The performance of a diagnostic tool should not only be measured in terms of sensitivity, but also needs to consider the ability of the test to quantify faecal egg counts. Current infection and treatment effect indicators are based on the Kato-Katz method, and the question arises whether the increasing use of other methods will constitute a problem for standardised recommendations (WHO, 2002). The comparison of average egg counts obtained by Kato-Katz and FLOTAC methods shows a broad agreement with previous studies with generally higher Kato-Katz egg counts (Knopp et al., 2009b, Knopp et al., 2011, Albonico et al., 2013). The quantitative performance of the McMaster technique, however, varied in comparison to the Kato-Katz method as higher McMaster average egg counts were observed in several studies, especially for T. trichiura and hookworms (Levecke et al., 2011, Albonico et al., 2012, Albonico et al., 2013).

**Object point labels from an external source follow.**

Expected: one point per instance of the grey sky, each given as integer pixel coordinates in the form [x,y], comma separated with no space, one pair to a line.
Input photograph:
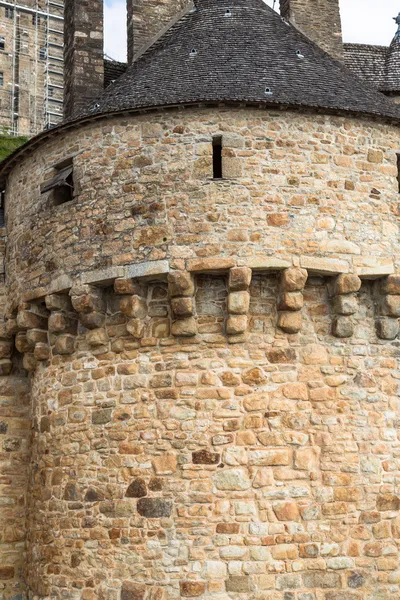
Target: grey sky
[364,21]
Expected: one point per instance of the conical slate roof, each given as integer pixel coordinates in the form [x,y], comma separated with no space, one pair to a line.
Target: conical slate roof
[239,51]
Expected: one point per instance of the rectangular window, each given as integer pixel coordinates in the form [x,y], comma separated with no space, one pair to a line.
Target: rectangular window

The current analysis has focussed on copro-microscopic diagnostic tests, which are based on examination of stool samples. There is current interest in developing more sensitive assays that allow a high sample throughput for screening of large populations using other biological samples and the simultaneous detection of several parasite species in co-endemic settings (Bergquist et al., 2009, Knopp et al., 2014). Recently, assays based on PCR have been developed for the detection of STH (Verweij et al., 2007, Schar et al., 2013, Knopp et al., 2014); however, we did not include this method in our meta-analysis due to limited data availability from field settings. Nonetheless, a recent study showed that the sensitivity of PCR methods was comparable with the Kato-Katz method, especially in low endemicity settings (Knopp et al., 2014).

In conclusion, we provide a first known meta-analysis of the sensitivity and quantitative performance of STH diagnostic methods most widely used in resource-limited settings. Our results show that the FLOTAC method had the highest sensitivity both overall and in low intensity settings; however this technique requires a centrifuge and has relatively low throughput. Our results further show that the sensitivities of the Kato-Katz and Mini-FLOTAC techniques were comparable and in high intensity settings both techniques provide a practical and reliable diagnostic method. A particular advantage of the Kato-Katz method is the ability to simultaneously detect STH and schistosome species at low cost; whereas the Mini-FLOTAC method has the advantage that it can be used on preserved samples. As control programmes reduce the intensity of infection, there is a need for diagnostic methods which are more sensitive than these currently used. In evaluating the performance of new diagnostic methods we recommend a standardised evaluation in multiple transmission settings, using the robust statistical methods presented here, as well as a consideration of the cost-effectiveness of alternative methods (Assefa et al., 2014).